Virtual missions are carried out in Europe, Cuba, and the United States.
"When you are a real spy, you are not James Bond," Subbotin said referring to renowned fictitious British agent 007.
"A real spy has to do everything quietly," he continued. "Yes, you are still going to kill your target, but it is also about blackmailing, stealing, planting bugs and more."
The Russian ministry of defense gave 1C access to World War II archives for a "Condemned Heroes" videogame based on penal battalions comprised of disgraced soldiers offered redemption through suicide missions.
The battalions were formed under orders from Premier Joseph Stalin.
Court-martialed officers could atone for crimes, or incompetence, by serving in battalions fighting in the most perilous positions.
People bold enough to criticize the regime were also sent to penal battalions, according to game developers.
Military consultants are working with 1C on the game, which was said to include real names and missions from records.
"It is opening another page of the history of the USSR in World War II," Subbotin said.
In-game battles include operation "Bagration" in the Brest area and attacks on the German Altdam and Stettin near the end of the war.

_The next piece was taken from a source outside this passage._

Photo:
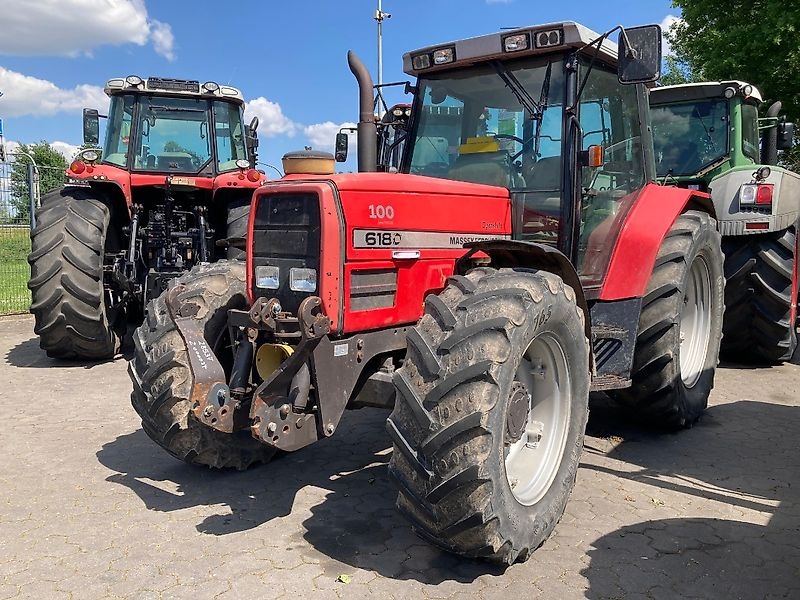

Tripwire Interactive is making for 1C a "Red Orchestra 2: Heroes of Stalingrad" videogame centered on "one of the most brutal battles in human history," according to studio president John Gibson.
Tripwire developers practiced with automatic weapons to hone handling and response of virtual guns in the game.
"Tripwire has been described by some people as gun porn; and 'Red Orchestra 2' takes that to the next level - Triple X," Gibson said at the consulate.
Players will also get to command in-game Russian tanks with lifelike crews.
"We are giving you the experience of what it is like to be inside one of these metal beasts," Gibson said.
"If a shell smashes into your tank, you see your crew member die; your guys are screaming that their comrade has just bought the farm, there is blood all over the tank... It is cool stuff."
1C has grown into a leading videogame publisher in Eastern and Central Europe since being founded 20 years ago. Acquisitions in the past two years have led to the formation of parent firm 1C-Softclub Corporation.
The company, which focuses on games for play on personal computers but also makes titles for consoles, reported revenue of more than $300 million (US) last year.
"The Russian government puts a lot of money and effort into developing high tech industries," said consul general Vladimir Vinokurov, noting a visit to Silicon Valley last year by Russian president Dmitry Medvedev.
"1C's videogames are popular in Russia and we hope they will be popular in the United States too."